On 19/09/11 19:40 -0400, Aaron Richton wrote:
On Tue, 20 Sep 2011, Nick Urbanik wrote:
What I have said is that with *only* loglevel stats, in our production
servers, the write load is excessive, sometimes filling up the hard
They can be large. We rotate (including compression) nightly.
Fortunately they do compress very well...
...but compressing 25 GB files in itself takes away resources from
answering the large number of LDAP queries.
disk in four days. The disk I/O from the logging of stats at debug
priority is excessive. Of course, only OpenLDAP was logging at
At a minimum, make sure that your syslog daemon isn't flushing on
each write. (With some daemons, -/file/name disables this.)
Naturally, we do that.
Actually, we do remote syslog (@loghost) so the UDP is
send-and-forget from our live servers, so there's no disk I/O at all.

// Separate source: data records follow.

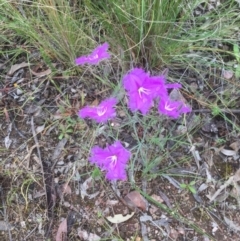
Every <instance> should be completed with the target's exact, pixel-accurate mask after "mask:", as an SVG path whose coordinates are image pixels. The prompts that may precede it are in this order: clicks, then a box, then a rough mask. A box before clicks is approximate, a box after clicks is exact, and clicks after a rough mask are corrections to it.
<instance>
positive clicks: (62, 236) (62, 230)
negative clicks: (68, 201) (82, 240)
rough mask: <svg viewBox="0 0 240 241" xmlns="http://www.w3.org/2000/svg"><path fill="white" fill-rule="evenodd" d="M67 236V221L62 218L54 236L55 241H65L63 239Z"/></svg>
mask: <svg viewBox="0 0 240 241" xmlns="http://www.w3.org/2000/svg"><path fill="white" fill-rule="evenodd" d="M66 235H67V219H66V218H64V220H63V221H62V222H61V223H60V225H59V227H58V231H57V235H56V241H65V240H66V239H65V237H66Z"/></svg>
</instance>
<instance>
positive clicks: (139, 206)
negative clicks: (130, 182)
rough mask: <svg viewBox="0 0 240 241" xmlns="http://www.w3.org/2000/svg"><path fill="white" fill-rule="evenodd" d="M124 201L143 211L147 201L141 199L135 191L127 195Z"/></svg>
mask: <svg viewBox="0 0 240 241" xmlns="http://www.w3.org/2000/svg"><path fill="white" fill-rule="evenodd" d="M124 200H125V201H126V202H127V203H128V204H130V205H131V204H133V205H134V206H136V207H138V208H140V209H141V210H143V211H146V210H147V201H146V200H145V199H144V198H143V196H142V195H141V194H140V193H139V192H137V191H132V192H130V193H128V194H127V195H126V196H125V198H124Z"/></svg>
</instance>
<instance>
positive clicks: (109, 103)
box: [78, 98, 117, 123]
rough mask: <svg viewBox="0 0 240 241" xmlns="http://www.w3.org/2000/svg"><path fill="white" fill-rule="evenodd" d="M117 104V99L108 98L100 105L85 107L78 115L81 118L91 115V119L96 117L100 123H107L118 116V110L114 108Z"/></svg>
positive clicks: (101, 102)
mask: <svg viewBox="0 0 240 241" xmlns="http://www.w3.org/2000/svg"><path fill="white" fill-rule="evenodd" d="M116 104H117V100H116V99H114V98H110V99H106V100H104V101H102V102H101V103H100V104H99V105H98V106H86V107H84V108H83V109H81V110H80V111H79V113H78V115H79V117H81V118H86V117H89V118H91V119H94V120H95V121H96V122H98V123H105V122H107V121H108V120H109V119H112V118H114V117H115V116H116V111H115V109H114V107H115V105H116Z"/></svg>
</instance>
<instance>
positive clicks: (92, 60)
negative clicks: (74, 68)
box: [75, 43, 110, 65]
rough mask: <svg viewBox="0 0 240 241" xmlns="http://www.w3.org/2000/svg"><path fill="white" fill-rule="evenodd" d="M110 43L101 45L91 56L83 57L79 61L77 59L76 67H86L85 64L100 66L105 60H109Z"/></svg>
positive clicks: (93, 52)
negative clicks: (85, 66)
mask: <svg viewBox="0 0 240 241" xmlns="http://www.w3.org/2000/svg"><path fill="white" fill-rule="evenodd" d="M108 47H109V45H108V43H104V44H102V45H99V46H98V47H97V48H95V49H94V50H93V51H92V53H91V54H89V55H83V56H81V57H79V58H77V59H75V63H76V65H84V64H90V65H96V64H99V62H101V61H102V60H104V59H109V58H110V54H109V53H108V52H107V51H108Z"/></svg>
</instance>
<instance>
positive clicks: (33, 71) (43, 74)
mask: <svg viewBox="0 0 240 241" xmlns="http://www.w3.org/2000/svg"><path fill="white" fill-rule="evenodd" d="M31 73H32V74H33V75H35V76H37V77H43V76H46V75H49V74H51V73H52V70H51V69H47V70H45V71H42V72H39V73H37V72H35V71H33V70H31Z"/></svg>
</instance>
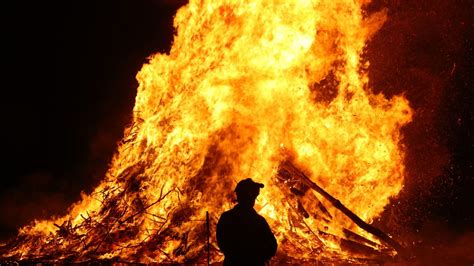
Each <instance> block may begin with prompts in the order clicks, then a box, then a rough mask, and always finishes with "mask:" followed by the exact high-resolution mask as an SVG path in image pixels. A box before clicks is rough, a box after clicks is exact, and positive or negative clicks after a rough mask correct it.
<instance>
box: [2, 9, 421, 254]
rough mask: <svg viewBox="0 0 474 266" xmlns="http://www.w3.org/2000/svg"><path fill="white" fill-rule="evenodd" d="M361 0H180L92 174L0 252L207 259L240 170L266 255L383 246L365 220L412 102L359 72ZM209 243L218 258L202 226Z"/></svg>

Each member of our cluster of four LDAP slaves in Sydney generates
about 25 GB per day with loglevel set to 'stats'. The cluster of
three in Melbourne are less busy, but still fairly prolific. Imagine
sending 1 additional terabyte of data to our syslog servers every ten
days, and you need money to pay for the additional infrastructure.

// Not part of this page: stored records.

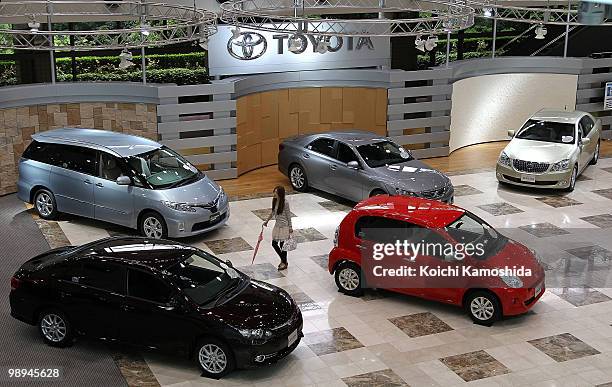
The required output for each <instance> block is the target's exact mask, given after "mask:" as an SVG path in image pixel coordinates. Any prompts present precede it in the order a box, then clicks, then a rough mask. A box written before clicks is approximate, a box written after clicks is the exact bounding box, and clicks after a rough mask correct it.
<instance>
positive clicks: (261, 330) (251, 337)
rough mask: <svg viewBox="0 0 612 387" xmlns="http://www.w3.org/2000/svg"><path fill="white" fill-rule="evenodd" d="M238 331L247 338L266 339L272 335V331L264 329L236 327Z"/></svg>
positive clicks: (254, 338) (257, 339)
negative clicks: (253, 328) (237, 327)
mask: <svg viewBox="0 0 612 387" xmlns="http://www.w3.org/2000/svg"><path fill="white" fill-rule="evenodd" d="M238 332H240V334H241V335H242V337H244V338H245V339H248V340H267V339H269V338H270V337H272V332H270V331H268V330H266V329H261V328H258V329H238Z"/></svg>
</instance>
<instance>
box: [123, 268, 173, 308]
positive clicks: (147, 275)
mask: <svg viewBox="0 0 612 387" xmlns="http://www.w3.org/2000/svg"><path fill="white" fill-rule="evenodd" d="M170 293H171V292H170V288H169V287H168V285H166V283H164V282H163V281H162V280H160V279H158V278H155V277H154V276H153V275H151V274H149V273H145V272H144V271H140V270H132V269H130V270H128V295H129V296H131V297H136V298H142V299H143V300H148V301H153V302H157V303H159V304H166V303H168V301H170Z"/></svg>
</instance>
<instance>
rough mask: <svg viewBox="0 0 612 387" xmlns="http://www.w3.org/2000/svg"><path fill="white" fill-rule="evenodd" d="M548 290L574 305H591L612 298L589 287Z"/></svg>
mask: <svg viewBox="0 0 612 387" xmlns="http://www.w3.org/2000/svg"><path fill="white" fill-rule="evenodd" d="M548 291H550V292H551V293H553V294H556V295H557V296H559V297H560V298H562V299H564V300H565V301H567V302H569V303H570V304H572V305H574V306H584V305H591V304H597V303H599V302H606V301H610V300H612V298H610V297H608V296H607V295H605V294H603V293H601V292H599V291H597V290H594V289H589V288H552V289H548Z"/></svg>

(Note that none of the above is particular to OpenLDAP; we do this
with most of our services.)
Agreed; basic system administration.
Perhaps our production OpenLDAP servers work harder than the
servers everyone else here on the list manages? It's possible: we
are a large ISP, and we provision all our services with OpenLDAP.
There are some pretty large installations watching the list...
But clearly most are smaller than our installation.